Clara stood in the rain. She watched as the old woman made her way to the limo, a helper hoisting an umbrella over her as she cuddled two brown shopping bags.
Lights were up in many buildings. Shoppers rang bells for Christmas sales. Adults and children jostled and shoved around her as the busy street bustle with activity.
“Move!” The honk of the horn ricked her back to the present. She skipped away from the middle of the road as the driver spewed curses at her as he zoomed off.
Clara knew what awaited her at the house. And she was not disappointed. She had hoped that Christmas would be different. That maybe mama would love her more.. or at least pay attention to her for once. Maybe take her out to buy a new dress. But in the last few days leading up to Christmas eve, mama seemed to run on a bad temper.

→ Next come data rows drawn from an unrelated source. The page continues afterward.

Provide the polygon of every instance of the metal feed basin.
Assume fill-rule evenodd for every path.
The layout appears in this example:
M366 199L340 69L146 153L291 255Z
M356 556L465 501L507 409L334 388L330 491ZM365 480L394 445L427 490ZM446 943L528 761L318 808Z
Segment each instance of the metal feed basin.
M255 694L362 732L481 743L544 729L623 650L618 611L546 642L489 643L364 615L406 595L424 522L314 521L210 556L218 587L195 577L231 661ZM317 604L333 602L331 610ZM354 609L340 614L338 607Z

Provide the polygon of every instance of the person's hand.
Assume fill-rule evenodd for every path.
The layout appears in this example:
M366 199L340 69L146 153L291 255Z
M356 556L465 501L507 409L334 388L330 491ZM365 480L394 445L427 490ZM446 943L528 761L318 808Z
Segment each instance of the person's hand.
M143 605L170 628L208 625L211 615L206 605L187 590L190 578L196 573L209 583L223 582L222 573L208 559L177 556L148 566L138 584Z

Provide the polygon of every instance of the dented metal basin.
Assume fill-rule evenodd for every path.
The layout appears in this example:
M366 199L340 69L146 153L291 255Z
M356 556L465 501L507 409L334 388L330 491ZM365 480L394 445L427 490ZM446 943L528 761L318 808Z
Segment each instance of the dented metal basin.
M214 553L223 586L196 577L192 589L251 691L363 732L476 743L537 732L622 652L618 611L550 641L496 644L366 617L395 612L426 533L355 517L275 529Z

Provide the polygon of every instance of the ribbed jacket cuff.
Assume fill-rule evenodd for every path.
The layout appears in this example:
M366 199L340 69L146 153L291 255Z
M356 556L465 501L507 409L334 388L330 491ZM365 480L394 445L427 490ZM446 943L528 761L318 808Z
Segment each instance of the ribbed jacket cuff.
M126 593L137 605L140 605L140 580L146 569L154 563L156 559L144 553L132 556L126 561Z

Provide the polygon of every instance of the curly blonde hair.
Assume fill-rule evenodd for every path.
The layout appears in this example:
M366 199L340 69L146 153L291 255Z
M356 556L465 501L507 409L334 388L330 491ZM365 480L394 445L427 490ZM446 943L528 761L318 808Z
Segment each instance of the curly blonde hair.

She unlocked the front door and flipped the switch. The lights were out.
Using the light from her phone, she made her way to the centre table. Mama left a note on the table.
Dinner in warmer. Out on night shift. Mama.
She sighed as she crumpled the brown paper and tossed into a nearby trash can.
As always, she would be alone and there would be no special times or gifts this year. Without family and friends, the house would be boring.
No love, no hope. And it was Christmas.
As Theresa stepped into the Limo, she looked through the window at the little girl that seemed to lock gazes with her. She looked so innocent, so free. She must be happy this Christmas.
If Sarah were alive, she would have been just a bit older. Well, if she had lived, she would have named her Sarah.
But she had spent her hey days living in the spotlights of Nollywood. If only she knew that she had one chance at conception. She would not have sacrificed Sarah to the Women’s clinic when she felt she was too happy to have a child.
Matthew’s pleas had fallen on deaf ears. Now, he was gone. No offspring. No love.
Christmas was bland now. If only her life could revert to the Christmas before she signed up for acting school. She would make better decisions.
Ismail pulled into the driveway, thoughts far from the present. Last Christmas was a swell time at the club. Her boss had promised to pay – this night would be fun too.
As soon as removed the key from the ignition, Farida came to mind. And the accident last year… He pictured the disappointment in his wife’s face when he walked into the hospital lobby that night, alcohol and vomitus staining his shit after the call, and couldn’t produce money for the hospital bills.
“Nothing would happen.” He consoled himself. It was Christmas anyway.
NOTE: This Christmas, around you, someone will need love, a message of hope and restoration, a gift of family or even a nice dress or food. Will you be able to offer something significant?
Think towards Christmas… and look for ways you can share of the fullness of Jesus you have received.